Other factors include the fact the league might’ve caught up to him, and he hasn’t had time to adjust what they’re now doing to him. As a possible correlation, Alonso’s whiff rate has increased while his exit velocity, launch angles, and barrels have dropped.
Teams seem to be shifting more against him, which explains a drop in BABIP. To that point, his BABIP being at .245 does indicate some bad luck is involved.
The elephant in the room is the ball has changed from last year. Yes, we continue to see Alonso has tremendous power, but part of his success (and everyone else’s) was due to the juiced ball. Without that juiced ball, we are seeing some hitters struggle.
All told, Alonso is at a -0.4 WAR. Right now, that stands as the worst mark amongst Mets regulars. That just shows how much he has struggled all season long.
As we saw last night, he came up in multiple spots where we saw him deliver in all of 2019. Much like most of this year, he didn’t get the job done.
While this has been happening, Dominic Smith, who is younger than Alonso, has emerged as a star. In fact, Smith is the fifth best hitter in all of baseball this year with a 174 wRC+. He’s also been a superior defensive first baseman than Alonso even if his numbers are pedestrian (-1 DRS, 0 OAA).
Smith is also entering arbitration. To a certain extent, that means the Mets are closer to having make a decision on him. By natural extension, making a decision on him means making a decision on Alonso as both play the same position.
While this is occurring, the Mets will be entering an offseason looking to add up to four starters to their rotation, adding a center fielder, and completely rebuilding their bullpen . . . again.
Making Alonso available in a trade puts the Mets in the conversation for the top players on the trade market. That includes Francisco Lindor and any other Indians who may hit the trade block.
By the same token, how can you trade as popular a player as Alonso is? More importantly, how can you trade a player knowing what Alonso did last year? Still, with all that, we have his 2020 performance, which can’t be ignored.

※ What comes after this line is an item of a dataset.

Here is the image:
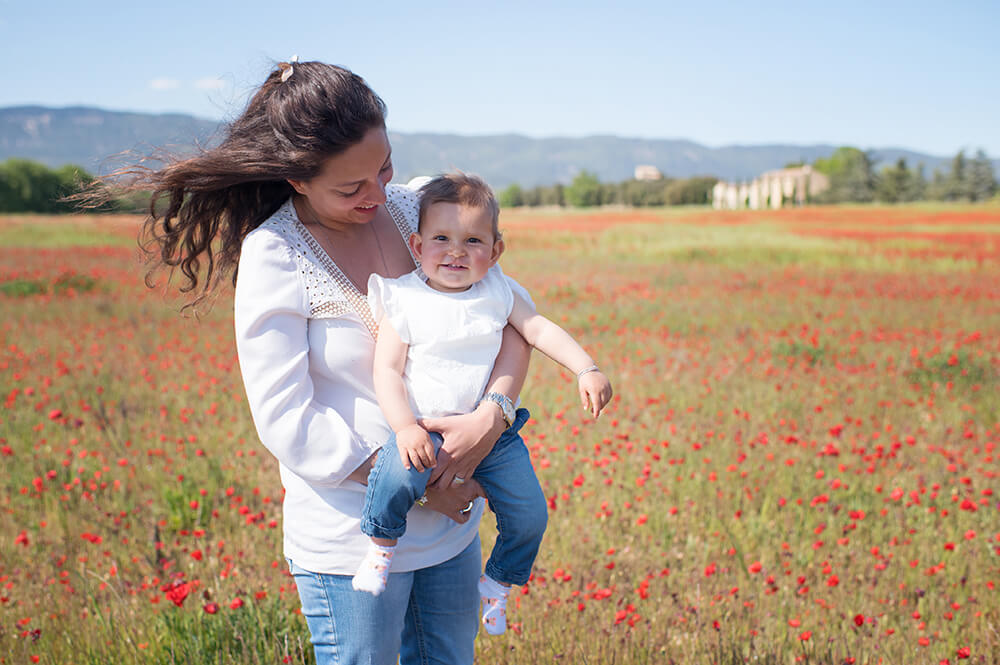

Therein lies the problem. The Mets have a lot of needs, and they have two young first basemen who appear to be stars. Realistically speaking, the Mets can only go forward with one of them, and they have to choose right both in terms of the player and the deal.
Fortunately, the Mets will soon have Steve Cohen in charge and what should be a revamped front office without Brodie Van Wagenen at the helm. That should give us some confidence the Mets can and will make the right decision.